We depict the statistical distribution of Zn grades in Figure 2, where it is transformed into the lognormal scale with a mean of 0.019% and a variance of 0.014%.

Experimental variograms are sensitive to the data pattern when we mainly derive the stationary variogram from data with a relatively regular pattern. We should perform a strategy for setting the parameters for experimental variogram construction to obtain a relatively robust variogram when we derive the dataset from an irregular drill hole pattern, as shown in Figure 1.

In this study, because the drill hole patterns did not show any specific orientation, we constructed an experimental variogram in the horizontal direction following the four principal directions (i.e., N–S, NE–SW, E–W, SE–NW). A lag distance of 100 m was used following the average drill hole spacing. Meanwhile, an experimental variogram was constructed for the downhole direction with azimuth (bearing) following the eight principal directions (N, NE, E, SE, S, SW, W, NW) with azimuth tolerance of 45° for each direction, and bandwidth was set to be the same as lag distance. At the same time, we determined the dip or inclination arbitrarily (trial for each 10° from horizontal to vertical) using a lag distance of 15 m following the sample interval in the downhole with azimuth tolerance of 45° for each direction, and bandwidth was set to be the same as lag distance. Among them, we chose the relatively most robust experimental variogram for a specific dip, as downhole patterns are highly irregular in any direction in three-dimensional (3D) space.

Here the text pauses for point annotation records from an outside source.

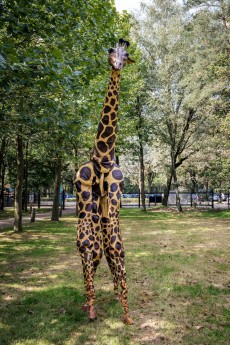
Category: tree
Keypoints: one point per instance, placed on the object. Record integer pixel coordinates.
(181, 92)
(48, 55)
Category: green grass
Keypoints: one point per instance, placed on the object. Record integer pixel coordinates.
(178, 276)
(9, 212)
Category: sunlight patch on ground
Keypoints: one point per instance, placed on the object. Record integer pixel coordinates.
(33, 342)
(73, 339)
(114, 324)
(3, 326)
(23, 287)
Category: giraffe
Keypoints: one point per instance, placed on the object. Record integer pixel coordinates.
(99, 183)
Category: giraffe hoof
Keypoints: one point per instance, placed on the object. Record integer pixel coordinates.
(117, 297)
(85, 307)
(92, 313)
(128, 320)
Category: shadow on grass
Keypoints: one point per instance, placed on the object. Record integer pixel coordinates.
(54, 316)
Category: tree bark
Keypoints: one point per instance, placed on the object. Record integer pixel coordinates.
(178, 204)
(167, 190)
(57, 184)
(142, 176)
(141, 156)
(19, 183)
(2, 171)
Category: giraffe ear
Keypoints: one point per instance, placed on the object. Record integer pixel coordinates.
(130, 60)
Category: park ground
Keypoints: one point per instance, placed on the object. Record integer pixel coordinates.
(178, 274)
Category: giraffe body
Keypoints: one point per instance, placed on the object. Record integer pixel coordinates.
(99, 184)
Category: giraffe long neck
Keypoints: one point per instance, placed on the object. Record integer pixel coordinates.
(104, 147)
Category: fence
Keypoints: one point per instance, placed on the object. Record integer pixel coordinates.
(187, 199)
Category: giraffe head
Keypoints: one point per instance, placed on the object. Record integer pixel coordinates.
(118, 57)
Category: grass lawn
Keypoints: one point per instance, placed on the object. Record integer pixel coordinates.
(178, 274)
(9, 212)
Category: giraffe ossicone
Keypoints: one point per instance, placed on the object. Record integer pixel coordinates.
(99, 185)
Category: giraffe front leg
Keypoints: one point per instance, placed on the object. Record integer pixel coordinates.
(89, 285)
(115, 249)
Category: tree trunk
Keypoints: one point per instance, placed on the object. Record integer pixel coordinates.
(178, 204)
(19, 184)
(167, 190)
(141, 154)
(25, 194)
(142, 176)
(2, 171)
(57, 184)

Four horizontal and eight inclined variogram fittings were performed using a spherical model to obtain the variogram model parameters, mainly the range (see Figure 3). For the fitting model of 3D ellipsoid anisotropy, we set the total sill of all variograms (nugget plus sill variances) to be the same as the statistical variance (i.e., 0.014%).

Table 1. Result of 3D variogram fitting parameters and their position in q Cartesian coordinate system.

3D Variogram of Zn Grade					Result of Conversion into 3D Coordinate Points
No.	Azimuth (N°E)	Dip (°)	Range (m)	Orientation	No.	x	y	z
1	0	0	1000	horizontal	1	0	1000	0
2	45	0	550	horizontal	2	388.91	388.91	0
3	90	0	500	horizontal	3	500	0	0
4	135	0	950	horizontal	4	671.75	−671.75	0
5	180	0	1000	horizontal	5	0	−1000	0
6	225	0	550	horizontal	6	−388.91	−388.91	0
7	270	0	500	horizontal	7	−500	0	0
8	315	0	950	horizontal	8	−671.75	671.75	0
9	0	20	65	inclined	9	0	22.23	−22.23
10	45	20	45	inclined	10	29.90	−42.29	10.88
11	90	40	40	inclined	11	30.64	0	−25.71
12	135	20	90	inclined	12	−59.80	−30.78	59.80
13	180	40	180	inclined	13	−137.89	0	−115.70
14	225	30	225	inclined	14	−137.78	−137.78	−112.50
15	270	30	115	inclined	15	−99.59	0	−57.50
16	315	40	50	inclined	16	−27.08	−32.14	−27.08

summarizes the variograms’ ranges and their position in the Cartesian coordinate system in 3D space.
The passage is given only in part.